You are here
Description
Op 4 januari 1261 keurde Renier van Tongeren, scholaster en provisor van de prins-bisschop voor geestelijke zaken, de stichting van een oratorium in het ziekenhuis van Hasselt goed en benoemde er een aalmoezenier. Ida, dochter van schepen Henrick Tant, liet in 1308 aan het ziekenhuis en aan de Broederschap Virga Jesse een legaat na. De schenking van twee andere Hasselaren, Godfried Snaken en Ida Beckers, op 15 juli 1495 was zo mild dat het ziekenhuis behoorlijk kon worden ingericht. Gedurende vier eeuwen beantwoordde deze instelling aan haar bestemming, tot de lemen en houten constructie bouwvallig werd. Op 26 februari 1627 – en niet in 1650 zoals J. Daris ten onrechte vooropzet – werd het geheel door de Twelfmannen publiek verkocht.
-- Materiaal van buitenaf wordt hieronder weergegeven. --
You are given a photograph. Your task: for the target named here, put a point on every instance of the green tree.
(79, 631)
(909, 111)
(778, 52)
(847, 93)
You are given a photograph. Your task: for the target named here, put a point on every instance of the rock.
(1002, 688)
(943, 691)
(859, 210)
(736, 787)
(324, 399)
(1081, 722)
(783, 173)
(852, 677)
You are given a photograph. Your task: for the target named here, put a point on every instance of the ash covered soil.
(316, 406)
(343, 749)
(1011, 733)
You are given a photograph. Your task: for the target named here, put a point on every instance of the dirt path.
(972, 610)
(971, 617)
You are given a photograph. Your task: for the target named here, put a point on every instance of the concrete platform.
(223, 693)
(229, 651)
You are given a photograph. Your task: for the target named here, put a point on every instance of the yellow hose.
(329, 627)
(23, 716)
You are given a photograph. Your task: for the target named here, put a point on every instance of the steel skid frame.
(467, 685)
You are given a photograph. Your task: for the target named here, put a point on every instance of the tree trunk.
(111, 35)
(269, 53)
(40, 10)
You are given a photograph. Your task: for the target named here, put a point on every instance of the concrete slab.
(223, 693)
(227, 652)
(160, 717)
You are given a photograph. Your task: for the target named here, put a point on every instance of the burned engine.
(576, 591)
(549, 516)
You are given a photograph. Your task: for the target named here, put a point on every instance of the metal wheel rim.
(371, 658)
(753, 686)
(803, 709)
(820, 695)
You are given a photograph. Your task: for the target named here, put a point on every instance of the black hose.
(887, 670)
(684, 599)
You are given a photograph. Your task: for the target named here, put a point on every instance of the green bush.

Reeds op 3 september 1627 was het ziekenhuis overgebracht naar De Pasteye, het hoekhuis van de Isabellastraat en de Minderbroedersstraat: ende het gasthuys is geleyt achter de moelen naest de schuere deser selver stadt (Register der Twelfmannen).
Het voormalige ziekenhuis werd gedeeltelijk tot woning omgebouwd. Een eerste gedeelte kreeg de naam Kleyn Gasthuiskerck. Het tweede deel werd De Witte Lersse genoemd. (...)
Uit: Hasselt intra muros (1989), p. 176.
Fiche
In de 17de eeuw tot woning omgebouwd. Een eerste gedeelte kreeg de naam Kleyn Gasthuiskerck. Het tweede deel werd De Witte Lersse genoemd.